Never before, and in all probability never again, has a team made such an immediate impact at the World Cup.
Zimbabwe had never played an official one-day international before, let alone participated in cricket's premier tournament.
In stark contrast, their Australian opponents had a grand total of 476 one-day appearances between them.
But Zimbabwe had no regard for reputation and came on the scene with a bang in 1983, beating Australia by 13 runs.
Duncan Fletcher starred with both bat and ball, the true cliche of a captain leading from the front.
He came to the wicket following Dave Houghton's golden duck, the second time in the match that a brace of wickets had fallen without the score moving on following Dennis Lillee's dismissal of the openers.
But together with Kevin Curran the skipper stopped the slump.
A partnership of 70 put Zimbabwe back on the right track, before Fletcher and Iain Butchart added 75 to help the debutants to a total of 239.
Like Zimbabwe, Australia also lost their opening two wickets in quick succession.
They were rocking at 63 for two after captain Kim Hughes departed for a duck and Fletcher, who took those wickets, claimed another quick brace to leave Australia reeling at 133 for four.

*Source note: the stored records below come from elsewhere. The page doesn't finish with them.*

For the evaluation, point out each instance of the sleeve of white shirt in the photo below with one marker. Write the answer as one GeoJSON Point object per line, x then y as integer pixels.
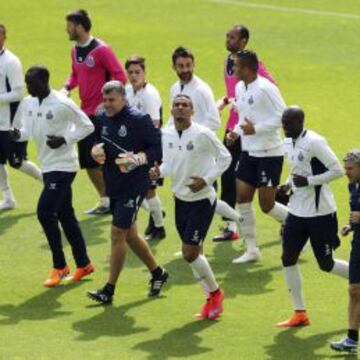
{"type": "Point", "coordinates": [14, 75]}
{"type": "Point", "coordinates": [223, 158]}
{"type": "Point", "coordinates": [321, 150]}
{"type": "Point", "coordinates": [82, 124]}
{"type": "Point", "coordinates": [165, 167]}
{"type": "Point", "coordinates": [207, 106]}
{"type": "Point", "coordinates": [152, 104]}
{"type": "Point", "coordinates": [275, 104]}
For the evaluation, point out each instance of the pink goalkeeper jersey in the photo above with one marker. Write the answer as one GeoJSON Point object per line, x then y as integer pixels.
{"type": "Point", "coordinates": [92, 66]}
{"type": "Point", "coordinates": [231, 81]}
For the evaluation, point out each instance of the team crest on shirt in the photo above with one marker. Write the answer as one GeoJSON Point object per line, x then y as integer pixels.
{"type": "Point", "coordinates": [122, 131]}
{"type": "Point", "coordinates": [190, 146]}
{"type": "Point", "coordinates": [90, 62]}
{"type": "Point", "coordinates": [49, 115]}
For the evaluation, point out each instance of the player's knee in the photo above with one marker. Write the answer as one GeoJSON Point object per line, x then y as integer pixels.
{"type": "Point", "coordinates": [326, 264]}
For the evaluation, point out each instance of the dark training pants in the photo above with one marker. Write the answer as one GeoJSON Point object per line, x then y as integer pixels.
{"type": "Point", "coordinates": [54, 207]}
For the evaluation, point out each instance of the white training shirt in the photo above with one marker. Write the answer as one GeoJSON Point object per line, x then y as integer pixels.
{"type": "Point", "coordinates": [206, 112]}
{"type": "Point", "coordinates": [196, 152]}
{"type": "Point", "coordinates": [11, 86]}
{"type": "Point", "coordinates": [262, 104]}
{"type": "Point", "coordinates": [147, 100]}
{"type": "Point", "coordinates": [59, 116]}
{"type": "Point", "coordinates": [310, 156]}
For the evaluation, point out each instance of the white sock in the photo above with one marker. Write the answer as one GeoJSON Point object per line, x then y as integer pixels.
{"type": "Point", "coordinates": [279, 212]}
{"type": "Point", "coordinates": [341, 268]}
{"type": "Point", "coordinates": [155, 211]}
{"type": "Point", "coordinates": [201, 282]}
{"type": "Point", "coordinates": [203, 269]}
{"type": "Point", "coordinates": [225, 210]}
{"type": "Point", "coordinates": [29, 168]}
{"type": "Point", "coordinates": [293, 280]}
{"type": "Point", "coordinates": [145, 205]}
{"type": "Point", "coordinates": [248, 225]}
{"type": "Point", "coordinates": [105, 201]}
{"type": "Point", "coordinates": [4, 184]}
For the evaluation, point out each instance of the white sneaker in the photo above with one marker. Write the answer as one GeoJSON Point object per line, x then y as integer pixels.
{"type": "Point", "coordinates": [248, 256]}
{"type": "Point", "coordinates": [7, 204]}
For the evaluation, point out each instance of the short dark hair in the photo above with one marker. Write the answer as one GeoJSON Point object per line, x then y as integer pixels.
{"type": "Point", "coordinates": [249, 59]}
{"type": "Point", "coordinates": [182, 52]}
{"type": "Point", "coordinates": [243, 31]}
{"type": "Point", "coordinates": [135, 60]}
{"type": "Point", "coordinates": [3, 28]}
{"type": "Point", "coordinates": [41, 72]}
{"type": "Point", "coordinates": [80, 17]}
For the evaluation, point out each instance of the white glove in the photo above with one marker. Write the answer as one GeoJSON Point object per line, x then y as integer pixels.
{"type": "Point", "coordinates": [98, 153]}
{"type": "Point", "coordinates": [129, 161]}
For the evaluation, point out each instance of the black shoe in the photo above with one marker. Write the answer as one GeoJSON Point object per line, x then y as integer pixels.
{"type": "Point", "coordinates": [156, 283]}
{"type": "Point", "coordinates": [150, 228]}
{"type": "Point", "coordinates": [100, 296]}
{"type": "Point", "coordinates": [157, 234]}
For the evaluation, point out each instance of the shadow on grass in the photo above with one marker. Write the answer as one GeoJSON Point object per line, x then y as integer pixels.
{"type": "Point", "coordinates": [10, 218]}
{"type": "Point", "coordinates": [40, 307]}
{"type": "Point", "coordinates": [290, 347]}
{"type": "Point", "coordinates": [112, 321]}
{"type": "Point", "coordinates": [177, 343]}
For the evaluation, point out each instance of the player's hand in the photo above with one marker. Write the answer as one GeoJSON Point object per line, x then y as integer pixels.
{"type": "Point", "coordinates": [65, 91]}
{"type": "Point", "coordinates": [55, 142]}
{"type": "Point", "coordinates": [300, 181]}
{"type": "Point", "coordinates": [197, 184]}
{"type": "Point", "coordinates": [154, 172]}
{"type": "Point", "coordinates": [98, 153]}
{"type": "Point", "coordinates": [14, 134]}
{"type": "Point", "coordinates": [231, 137]}
{"type": "Point", "coordinates": [248, 128]}
{"type": "Point", "coordinates": [129, 161]}
{"type": "Point", "coordinates": [355, 217]}
{"type": "Point", "coordinates": [346, 230]}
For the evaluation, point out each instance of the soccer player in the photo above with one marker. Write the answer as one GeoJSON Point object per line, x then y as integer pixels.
{"type": "Point", "coordinates": [127, 143]}
{"type": "Point", "coordinates": [56, 124]}
{"type": "Point", "coordinates": [93, 64]}
{"type": "Point", "coordinates": [260, 106]}
{"type": "Point", "coordinates": [312, 208]}
{"type": "Point", "coordinates": [236, 40]}
{"type": "Point", "coordinates": [205, 112]}
{"type": "Point", "coordinates": [146, 98]}
{"type": "Point", "coordinates": [352, 170]}
{"type": "Point", "coordinates": [11, 93]}
{"type": "Point", "coordinates": [194, 158]}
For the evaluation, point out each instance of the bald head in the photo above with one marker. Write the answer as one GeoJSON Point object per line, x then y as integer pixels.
{"type": "Point", "coordinates": [293, 121]}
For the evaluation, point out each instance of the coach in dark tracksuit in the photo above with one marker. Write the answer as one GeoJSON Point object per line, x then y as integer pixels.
{"type": "Point", "coordinates": [127, 142]}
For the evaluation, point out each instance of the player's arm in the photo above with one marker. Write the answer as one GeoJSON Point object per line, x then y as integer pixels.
{"type": "Point", "coordinates": [112, 65]}
{"type": "Point", "coordinates": [223, 158]}
{"type": "Point", "coordinates": [275, 105]}
{"type": "Point", "coordinates": [322, 151]}
{"type": "Point", "coordinates": [15, 78]}
{"type": "Point", "coordinates": [208, 107]}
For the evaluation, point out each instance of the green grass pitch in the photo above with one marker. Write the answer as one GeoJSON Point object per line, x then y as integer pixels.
{"type": "Point", "coordinates": [312, 48]}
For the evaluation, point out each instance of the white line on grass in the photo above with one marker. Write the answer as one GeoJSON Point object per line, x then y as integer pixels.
{"type": "Point", "coordinates": [287, 9]}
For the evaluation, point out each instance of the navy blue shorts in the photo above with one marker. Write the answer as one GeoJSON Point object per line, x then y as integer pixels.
{"type": "Point", "coordinates": [84, 148]}
{"type": "Point", "coordinates": [259, 171]}
{"type": "Point", "coordinates": [354, 264]}
{"type": "Point", "coordinates": [12, 152]}
{"type": "Point", "coordinates": [193, 220]}
{"type": "Point", "coordinates": [321, 230]}
{"type": "Point", "coordinates": [124, 210]}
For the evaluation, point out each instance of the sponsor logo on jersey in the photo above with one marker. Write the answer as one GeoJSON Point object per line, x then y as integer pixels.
{"type": "Point", "coordinates": [90, 62]}
{"type": "Point", "coordinates": [49, 115]}
{"type": "Point", "coordinates": [122, 131]}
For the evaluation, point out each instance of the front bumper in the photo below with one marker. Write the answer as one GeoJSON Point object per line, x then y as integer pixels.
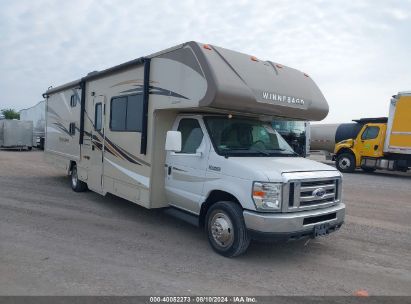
{"type": "Point", "coordinates": [293, 224]}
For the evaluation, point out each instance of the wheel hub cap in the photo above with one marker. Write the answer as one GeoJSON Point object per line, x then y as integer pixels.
{"type": "Point", "coordinates": [345, 163]}
{"type": "Point", "coordinates": [222, 230]}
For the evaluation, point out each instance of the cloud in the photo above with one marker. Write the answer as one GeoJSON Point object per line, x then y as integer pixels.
{"type": "Point", "coordinates": [357, 52]}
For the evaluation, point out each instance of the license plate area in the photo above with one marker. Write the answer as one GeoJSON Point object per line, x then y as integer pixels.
{"type": "Point", "coordinates": [321, 229]}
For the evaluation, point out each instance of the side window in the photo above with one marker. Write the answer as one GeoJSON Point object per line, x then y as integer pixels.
{"type": "Point", "coordinates": [370, 133]}
{"type": "Point", "coordinates": [73, 101]}
{"type": "Point", "coordinates": [98, 117]}
{"type": "Point", "coordinates": [126, 113]}
{"type": "Point", "coordinates": [134, 120]}
{"type": "Point", "coordinates": [191, 135]}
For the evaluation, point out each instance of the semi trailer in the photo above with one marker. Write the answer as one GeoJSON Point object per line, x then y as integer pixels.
{"type": "Point", "coordinates": [16, 134]}
{"type": "Point", "coordinates": [369, 143]}
{"type": "Point", "coordinates": [189, 130]}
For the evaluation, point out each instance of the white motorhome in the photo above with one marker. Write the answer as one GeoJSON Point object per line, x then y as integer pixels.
{"type": "Point", "coordinates": [189, 130]}
{"type": "Point", "coordinates": [36, 114]}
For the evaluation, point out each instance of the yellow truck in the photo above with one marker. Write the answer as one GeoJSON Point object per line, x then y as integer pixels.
{"type": "Point", "coordinates": [370, 143]}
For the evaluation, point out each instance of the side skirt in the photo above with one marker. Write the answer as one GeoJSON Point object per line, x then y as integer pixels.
{"type": "Point", "coordinates": [183, 215]}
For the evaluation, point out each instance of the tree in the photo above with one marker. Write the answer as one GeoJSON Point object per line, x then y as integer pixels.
{"type": "Point", "coordinates": [10, 114]}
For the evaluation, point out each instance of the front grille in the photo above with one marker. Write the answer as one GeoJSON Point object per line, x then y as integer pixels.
{"type": "Point", "coordinates": [309, 194]}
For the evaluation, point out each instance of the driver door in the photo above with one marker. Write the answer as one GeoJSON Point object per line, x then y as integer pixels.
{"type": "Point", "coordinates": [185, 170]}
{"type": "Point", "coordinates": [370, 142]}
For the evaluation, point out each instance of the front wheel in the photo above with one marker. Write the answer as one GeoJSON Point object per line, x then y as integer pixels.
{"type": "Point", "coordinates": [345, 162]}
{"type": "Point", "coordinates": [76, 184]}
{"type": "Point", "coordinates": [226, 229]}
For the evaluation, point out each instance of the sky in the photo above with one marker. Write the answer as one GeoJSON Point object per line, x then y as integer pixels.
{"type": "Point", "coordinates": [358, 52]}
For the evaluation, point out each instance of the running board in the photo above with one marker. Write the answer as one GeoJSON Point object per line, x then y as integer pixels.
{"type": "Point", "coordinates": [183, 215]}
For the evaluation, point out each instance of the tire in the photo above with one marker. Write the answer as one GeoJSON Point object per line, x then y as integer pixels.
{"type": "Point", "coordinates": [226, 230]}
{"type": "Point", "coordinates": [368, 169]}
{"type": "Point", "coordinates": [76, 184]}
{"type": "Point", "coordinates": [345, 162]}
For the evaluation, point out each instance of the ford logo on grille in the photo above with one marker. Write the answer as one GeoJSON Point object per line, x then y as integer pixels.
{"type": "Point", "coordinates": [319, 192]}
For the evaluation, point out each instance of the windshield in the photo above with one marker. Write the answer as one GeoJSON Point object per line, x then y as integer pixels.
{"type": "Point", "coordinates": [245, 137]}
{"type": "Point", "coordinates": [286, 127]}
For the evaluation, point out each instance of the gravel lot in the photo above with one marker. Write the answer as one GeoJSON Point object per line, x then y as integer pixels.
{"type": "Point", "coordinates": [57, 242]}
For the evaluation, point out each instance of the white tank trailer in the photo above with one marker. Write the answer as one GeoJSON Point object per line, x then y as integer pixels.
{"type": "Point", "coordinates": [36, 114]}
{"type": "Point", "coordinates": [16, 134]}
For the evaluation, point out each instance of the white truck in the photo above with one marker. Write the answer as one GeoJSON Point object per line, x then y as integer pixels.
{"type": "Point", "coordinates": [188, 129]}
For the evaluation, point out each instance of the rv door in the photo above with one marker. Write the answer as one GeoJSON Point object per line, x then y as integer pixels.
{"type": "Point", "coordinates": [95, 180]}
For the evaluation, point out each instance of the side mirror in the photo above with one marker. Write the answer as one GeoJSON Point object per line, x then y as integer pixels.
{"type": "Point", "coordinates": [173, 141]}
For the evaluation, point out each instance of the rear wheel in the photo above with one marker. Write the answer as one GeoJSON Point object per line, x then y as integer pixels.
{"type": "Point", "coordinates": [76, 184]}
{"type": "Point", "coordinates": [226, 229]}
{"type": "Point", "coordinates": [345, 162]}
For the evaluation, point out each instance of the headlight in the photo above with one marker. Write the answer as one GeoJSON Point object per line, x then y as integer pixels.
{"type": "Point", "coordinates": [267, 196]}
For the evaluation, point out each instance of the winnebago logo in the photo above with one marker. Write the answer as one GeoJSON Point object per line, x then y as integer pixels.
{"type": "Point", "coordinates": [283, 98]}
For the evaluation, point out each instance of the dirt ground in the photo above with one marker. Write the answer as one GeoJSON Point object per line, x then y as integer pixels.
{"type": "Point", "coordinates": [57, 242]}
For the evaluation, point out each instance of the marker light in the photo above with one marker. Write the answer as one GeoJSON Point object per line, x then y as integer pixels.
{"type": "Point", "coordinates": [253, 58]}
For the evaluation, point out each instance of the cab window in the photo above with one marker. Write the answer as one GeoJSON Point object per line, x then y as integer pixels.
{"type": "Point", "coordinates": [191, 135]}
{"type": "Point", "coordinates": [370, 133]}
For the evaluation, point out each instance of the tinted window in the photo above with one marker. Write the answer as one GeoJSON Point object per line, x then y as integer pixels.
{"type": "Point", "coordinates": [127, 113]}
{"type": "Point", "coordinates": [98, 117]}
{"type": "Point", "coordinates": [191, 135]}
{"type": "Point", "coordinates": [134, 119]}
{"type": "Point", "coordinates": [370, 133]}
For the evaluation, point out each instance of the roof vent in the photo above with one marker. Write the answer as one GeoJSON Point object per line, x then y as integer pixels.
{"type": "Point", "coordinates": [92, 73]}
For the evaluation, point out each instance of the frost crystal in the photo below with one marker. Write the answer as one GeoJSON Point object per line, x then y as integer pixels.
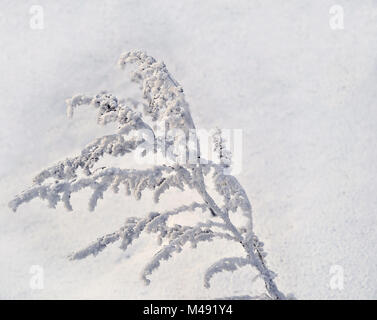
{"type": "Point", "coordinates": [166, 108]}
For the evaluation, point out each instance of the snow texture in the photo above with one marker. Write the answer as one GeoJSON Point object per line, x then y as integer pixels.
{"type": "Point", "coordinates": [302, 93]}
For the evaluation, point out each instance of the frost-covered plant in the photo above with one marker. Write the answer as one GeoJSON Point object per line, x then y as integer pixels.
{"type": "Point", "coordinates": [166, 108]}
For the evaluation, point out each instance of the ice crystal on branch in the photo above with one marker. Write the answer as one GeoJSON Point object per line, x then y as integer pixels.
{"type": "Point", "coordinates": [164, 110]}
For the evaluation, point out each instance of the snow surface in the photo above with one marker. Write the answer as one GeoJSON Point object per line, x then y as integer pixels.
{"type": "Point", "coordinates": [303, 94]}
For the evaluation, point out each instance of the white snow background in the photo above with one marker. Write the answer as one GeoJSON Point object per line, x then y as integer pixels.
{"type": "Point", "coordinates": [303, 94]}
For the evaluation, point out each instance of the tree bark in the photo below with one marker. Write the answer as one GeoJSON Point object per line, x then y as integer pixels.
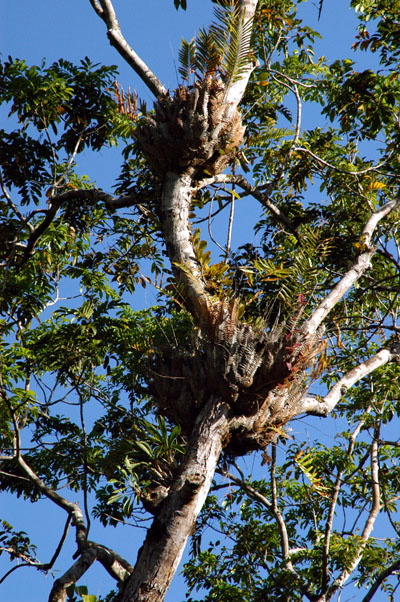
{"type": "Point", "coordinates": [166, 539]}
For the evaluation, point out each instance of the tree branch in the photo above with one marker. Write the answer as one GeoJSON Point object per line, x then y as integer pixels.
{"type": "Point", "coordinates": [360, 265]}
{"type": "Point", "coordinates": [332, 507]}
{"type": "Point", "coordinates": [263, 197]}
{"type": "Point", "coordinates": [105, 10]}
{"type": "Point", "coordinates": [323, 406]}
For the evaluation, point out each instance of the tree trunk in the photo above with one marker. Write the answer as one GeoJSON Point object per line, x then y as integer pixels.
{"type": "Point", "coordinates": [165, 542]}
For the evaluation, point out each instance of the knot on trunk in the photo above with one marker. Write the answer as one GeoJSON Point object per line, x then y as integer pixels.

That soon became 138 for five when Kepler Wessels was run out.
Rod Marsh showed his battling qualities in a losing cause with 50 off 42 balls, but the win was always beyond him and the rest of the tail.
For Zimbabwe, that opening win was as good as it got.
Not only did they lose their next five matches in England, they had to wait until the final match of the 1992 World Cup for a second one-day victory.